We have two healthcare systems in America. People who can afford insurance get the best care in the world. But most families are one bad break, such as a lost job or a serious illness, away from going right off a cliff.
I believe we should build one America, with one health system where every person can get decent, affordable healthcare. I am proud to be the first major presidential candidate to propose a specific plan to guarantee true universal healthcare.
Under my plan, businesses would either cover their employees or help pay their premiums. The government would make insurance affordable through new tax credits and by leading the way toward more cost-effective care. New “healthcare markets” would give families and businesses purchasing power and a choice of quality plans, including one public plan. Finally, once these steps have been taken, all American residents would be required to take responsibility and get insurance.

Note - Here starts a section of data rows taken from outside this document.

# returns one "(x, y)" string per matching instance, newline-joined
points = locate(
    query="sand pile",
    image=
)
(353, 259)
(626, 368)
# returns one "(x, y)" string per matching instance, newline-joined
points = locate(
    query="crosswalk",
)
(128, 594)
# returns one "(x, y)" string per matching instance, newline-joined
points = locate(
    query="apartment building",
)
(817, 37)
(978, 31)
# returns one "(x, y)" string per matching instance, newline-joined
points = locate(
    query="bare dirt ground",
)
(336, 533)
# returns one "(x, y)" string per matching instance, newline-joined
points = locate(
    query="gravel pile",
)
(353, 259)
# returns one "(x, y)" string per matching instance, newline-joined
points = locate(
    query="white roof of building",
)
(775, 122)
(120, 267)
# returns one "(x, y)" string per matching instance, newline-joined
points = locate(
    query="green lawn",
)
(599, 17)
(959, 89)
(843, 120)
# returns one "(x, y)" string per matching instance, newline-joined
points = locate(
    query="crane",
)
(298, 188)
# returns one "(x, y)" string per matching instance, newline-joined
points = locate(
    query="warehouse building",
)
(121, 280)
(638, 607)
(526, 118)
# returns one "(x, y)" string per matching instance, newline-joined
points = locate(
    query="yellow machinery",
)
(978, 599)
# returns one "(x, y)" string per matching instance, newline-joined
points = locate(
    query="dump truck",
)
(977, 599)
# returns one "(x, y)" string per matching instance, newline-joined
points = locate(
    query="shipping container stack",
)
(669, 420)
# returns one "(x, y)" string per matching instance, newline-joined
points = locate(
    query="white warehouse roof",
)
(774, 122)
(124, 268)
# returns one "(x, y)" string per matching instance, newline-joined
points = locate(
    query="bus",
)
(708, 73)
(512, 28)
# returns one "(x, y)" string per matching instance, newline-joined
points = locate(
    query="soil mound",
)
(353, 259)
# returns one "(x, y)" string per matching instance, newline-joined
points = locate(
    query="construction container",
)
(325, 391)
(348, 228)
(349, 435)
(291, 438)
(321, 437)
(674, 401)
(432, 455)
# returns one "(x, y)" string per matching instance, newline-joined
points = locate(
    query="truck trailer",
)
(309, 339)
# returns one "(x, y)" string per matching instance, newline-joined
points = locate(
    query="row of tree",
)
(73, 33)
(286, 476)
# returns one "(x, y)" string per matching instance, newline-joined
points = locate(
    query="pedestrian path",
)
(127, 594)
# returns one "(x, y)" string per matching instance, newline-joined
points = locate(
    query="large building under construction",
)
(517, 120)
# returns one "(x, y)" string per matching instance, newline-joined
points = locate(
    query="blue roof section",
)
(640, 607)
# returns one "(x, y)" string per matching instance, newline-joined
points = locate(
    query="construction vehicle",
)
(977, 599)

Under my plan, families without insurance would get coverage at an affordable price. Families that have insurance today—who sometimes have trouble paying their share of health insurance payments—would pay less and get more security and choices. Businesses and other employers would find it cheaper and easier to insure their workers. I have proposed steps that would save an average family $2,000 to $2,500 a year and eliminate at least $130 billion a year in wasteful healthcare spending.
An innovative feature of my plan would give individuals in healthcare markets a choice of insurance plans including a public plan based on Medicare. That choice would force private insurers to operate in a more competitive market, holding down costs and improving care.
I also recognize that we cannot achieve true universal care without making additional transitional investments. I have been honest about how I would pay for these—by repealing President Bush’s income tax cuts for Americans who make more than $200,000 per year....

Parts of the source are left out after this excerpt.